The headword, evidently extracted from somewhere, is a
masculine adjective in the accusative plural; see LSJ s.v.
ὁλκός, -ή, -όν (
drawing to oneself, attractive), and cf.
omicron 177, and
omicron 178. [There is also a masculine noun,
ὁλκός (
hauling-engine, furrow, track, trail); cf.
omicron 175,
omicron 176, and
omicron 180.]
[1] The gloss, as transmitted, is the present middle/passive participle,
feminine accusative plural form of the verb
ἐφέλκω ,
I draw on, drag behind me, take in tow; see LSJ s.v. The masculine headword is identically glossed, i.e. in the feminine gender, by
Photius' Lexicon,
Lexica Segueriana 316.25, and the Synagoge. The source of this anomaly might be
Hesychius s.v.
ἑλκεσιπέπλους , which gives the gloss
ἐφελκομένας τὸν πέπλον ,
the [sc.
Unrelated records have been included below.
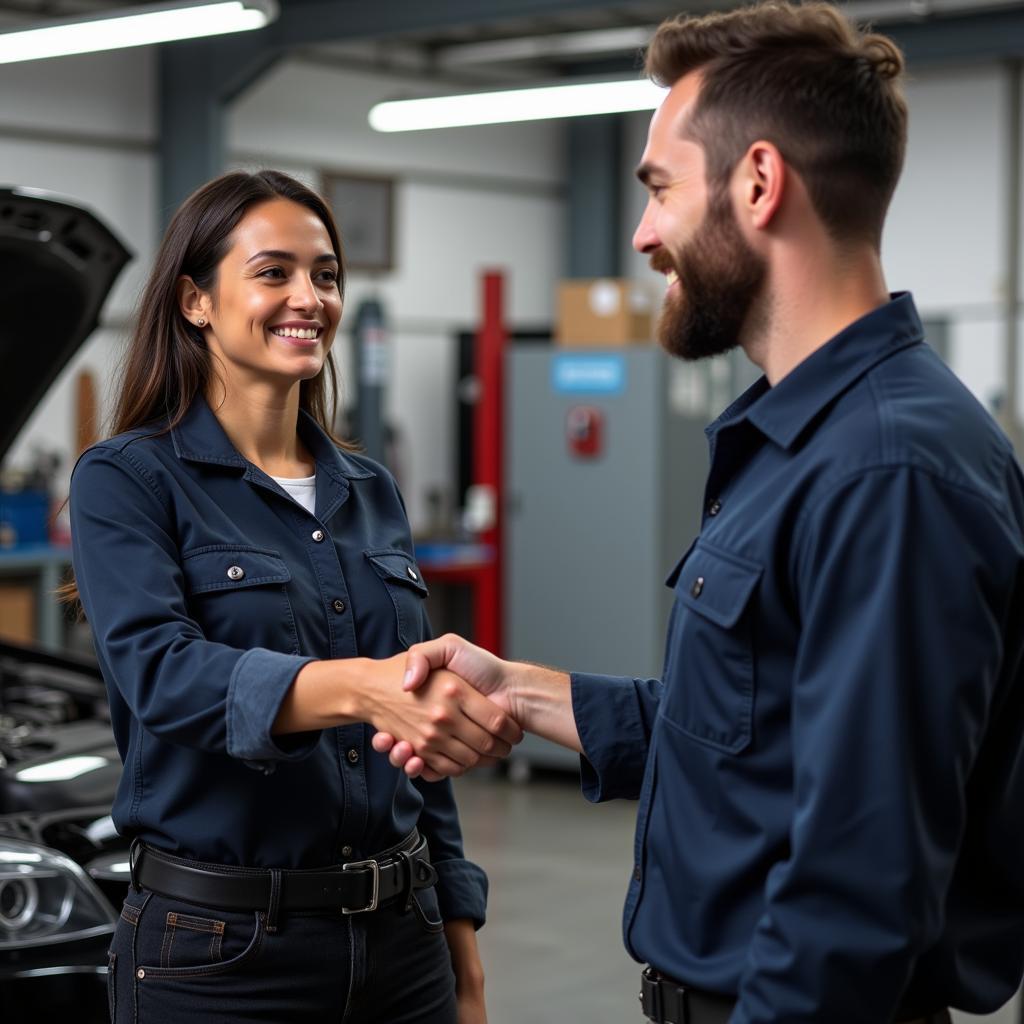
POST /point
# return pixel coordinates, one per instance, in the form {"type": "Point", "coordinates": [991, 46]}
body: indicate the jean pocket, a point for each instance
{"type": "Point", "coordinates": [710, 672]}
{"type": "Point", "coordinates": [427, 909]}
{"type": "Point", "coordinates": [112, 983]}
{"type": "Point", "coordinates": [189, 940]}
{"type": "Point", "coordinates": [179, 939]}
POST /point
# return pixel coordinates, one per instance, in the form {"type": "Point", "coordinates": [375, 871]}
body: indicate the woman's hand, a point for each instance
{"type": "Point", "coordinates": [468, 970]}
{"type": "Point", "coordinates": [446, 721]}
{"type": "Point", "coordinates": [449, 723]}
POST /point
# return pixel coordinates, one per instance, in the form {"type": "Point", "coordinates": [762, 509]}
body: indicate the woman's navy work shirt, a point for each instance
{"type": "Point", "coordinates": [208, 588]}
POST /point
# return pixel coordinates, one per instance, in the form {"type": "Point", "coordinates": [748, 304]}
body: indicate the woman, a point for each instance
{"type": "Point", "coordinates": [251, 586]}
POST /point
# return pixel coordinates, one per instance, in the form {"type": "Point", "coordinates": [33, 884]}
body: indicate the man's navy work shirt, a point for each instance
{"type": "Point", "coordinates": [208, 588]}
{"type": "Point", "coordinates": [830, 771]}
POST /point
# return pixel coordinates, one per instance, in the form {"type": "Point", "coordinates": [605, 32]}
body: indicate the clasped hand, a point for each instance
{"type": "Point", "coordinates": [472, 722]}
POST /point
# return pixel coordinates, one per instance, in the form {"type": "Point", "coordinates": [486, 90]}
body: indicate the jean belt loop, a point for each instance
{"type": "Point", "coordinates": [133, 852]}
{"type": "Point", "coordinates": [406, 895]}
{"type": "Point", "coordinates": [274, 904]}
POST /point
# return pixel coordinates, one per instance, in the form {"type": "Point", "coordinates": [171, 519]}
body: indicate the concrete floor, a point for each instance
{"type": "Point", "coordinates": [559, 866]}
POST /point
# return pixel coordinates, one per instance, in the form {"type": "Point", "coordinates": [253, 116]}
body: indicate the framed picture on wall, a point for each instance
{"type": "Point", "coordinates": [364, 209]}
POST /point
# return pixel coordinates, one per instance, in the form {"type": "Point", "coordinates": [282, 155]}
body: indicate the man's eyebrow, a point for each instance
{"type": "Point", "coordinates": [281, 254]}
{"type": "Point", "coordinates": [646, 171]}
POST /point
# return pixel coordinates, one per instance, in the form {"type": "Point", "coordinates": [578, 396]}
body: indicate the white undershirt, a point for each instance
{"type": "Point", "coordinates": [302, 488]}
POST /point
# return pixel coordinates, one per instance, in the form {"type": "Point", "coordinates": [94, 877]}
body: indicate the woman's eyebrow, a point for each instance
{"type": "Point", "coordinates": [281, 254]}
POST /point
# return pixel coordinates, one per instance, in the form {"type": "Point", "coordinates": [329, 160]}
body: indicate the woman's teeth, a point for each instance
{"type": "Point", "coordinates": [306, 334]}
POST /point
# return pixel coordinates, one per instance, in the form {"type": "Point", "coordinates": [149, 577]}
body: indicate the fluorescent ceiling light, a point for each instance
{"type": "Point", "coordinates": [62, 770]}
{"type": "Point", "coordinates": [134, 27]}
{"type": "Point", "coordinates": [516, 104]}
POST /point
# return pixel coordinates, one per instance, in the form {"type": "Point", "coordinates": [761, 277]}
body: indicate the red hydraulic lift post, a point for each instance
{"type": "Point", "coordinates": [487, 423]}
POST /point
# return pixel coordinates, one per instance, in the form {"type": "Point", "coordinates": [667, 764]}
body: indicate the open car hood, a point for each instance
{"type": "Point", "coordinates": [57, 264]}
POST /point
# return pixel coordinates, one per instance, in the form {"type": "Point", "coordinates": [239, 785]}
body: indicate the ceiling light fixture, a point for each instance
{"type": "Point", "coordinates": [134, 27]}
{"type": "Point", "coordinates": [516, 104]}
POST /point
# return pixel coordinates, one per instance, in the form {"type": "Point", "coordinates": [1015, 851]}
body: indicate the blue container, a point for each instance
{"type": "Point", "coordinates": [24, 517]}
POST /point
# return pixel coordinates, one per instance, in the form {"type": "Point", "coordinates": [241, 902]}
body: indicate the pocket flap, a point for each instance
{"type": "Point", "coordinates": [717, 585]}
{"type": "Point", "coordinates": [397, 566]}
{"type": "Point", "coordinates": [228, 567]}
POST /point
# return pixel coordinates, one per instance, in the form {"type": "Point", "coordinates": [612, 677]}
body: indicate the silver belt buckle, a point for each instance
{"type": "Point", "coordinates": [375, 894]}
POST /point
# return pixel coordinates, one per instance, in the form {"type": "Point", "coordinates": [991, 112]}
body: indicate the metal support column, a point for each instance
{"type": "Point", "coordinates": [1011, 416]}
{"type": "Point", "coordinates": [198, 79]}
{"type": "Point", "coordinates": [594, 174]}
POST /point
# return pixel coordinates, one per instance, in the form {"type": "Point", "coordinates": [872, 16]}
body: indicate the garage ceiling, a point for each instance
{"type": "Point", "coordinates": [458, 42]}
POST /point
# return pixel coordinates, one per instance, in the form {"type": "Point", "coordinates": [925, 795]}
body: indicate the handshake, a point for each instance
{"type": "Point", "coordinates": [461, 707]}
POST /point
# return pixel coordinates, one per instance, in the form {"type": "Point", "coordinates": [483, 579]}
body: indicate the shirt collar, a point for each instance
{"type": "Point", "coordinates": [781, 413]}
{"type": "Point", "coordinates": [200, 437]}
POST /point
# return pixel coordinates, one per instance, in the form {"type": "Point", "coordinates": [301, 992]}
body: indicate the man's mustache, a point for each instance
{"type": "Point", "coordinates": [662, 260]}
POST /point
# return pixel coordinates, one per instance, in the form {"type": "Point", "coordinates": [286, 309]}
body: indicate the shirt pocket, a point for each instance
{"type": "Point", "coordinates": [403, 582]}
{"type": "Point", "coordinates": [239, 596]}
{"type": "Point", "coordinates": [711, 668]}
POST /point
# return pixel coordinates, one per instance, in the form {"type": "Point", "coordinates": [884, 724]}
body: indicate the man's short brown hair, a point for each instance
{"type": "Point", "coordinates": [802, 77]}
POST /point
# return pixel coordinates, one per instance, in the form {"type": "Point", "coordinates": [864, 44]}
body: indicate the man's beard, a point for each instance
{"type": "Point", "coordinates": [720, 280]}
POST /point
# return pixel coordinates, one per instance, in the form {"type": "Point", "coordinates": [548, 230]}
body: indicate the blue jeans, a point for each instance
{"type": "Point", "coordinates": [183, 963]}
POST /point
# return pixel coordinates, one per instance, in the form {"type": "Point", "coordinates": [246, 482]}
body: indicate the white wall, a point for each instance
{"type": "Point", "coordinates": [471, 198]}
{"type": "Point", "coordinates": [465, 200]}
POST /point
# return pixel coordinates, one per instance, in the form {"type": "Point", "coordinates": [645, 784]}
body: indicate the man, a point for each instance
{"type": "Point", "coordinates": [830, 770]}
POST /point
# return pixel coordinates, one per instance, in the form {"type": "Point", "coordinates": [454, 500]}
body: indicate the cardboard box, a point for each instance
{"type": "Point", "coordinates": [17, 612]}
{"type": "Point", "coordinates": [603, 311]}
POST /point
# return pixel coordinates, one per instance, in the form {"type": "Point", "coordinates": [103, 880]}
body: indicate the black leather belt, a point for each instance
{"type": "Point", "coordinates": [356, 887]}
{"type": "Point", "coordinates": [669, 1001]}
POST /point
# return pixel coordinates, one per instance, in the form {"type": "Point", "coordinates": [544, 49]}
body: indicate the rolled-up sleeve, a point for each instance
{"type": "Point", "coordinates": [462, 886]}
{"type": "Point", "coordinates": [614, 717]}
{"type": "Point", "coordinates": [179, 685]}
Trojan] women dragging robes after themselves; cf.
Homer,
Iliad 6.442 (web address 1), with
scholia similarly glossing the verse, where
Hesychius' lemma, a
masculine and feminine accusative plural form, is first attested. Thus, speculatively, the present passage is the result of later lexicography uncompounding
Hesychius' lemma to
ὁλκούς and inadvertently creating a dissonance of grammatical gender with the gloss.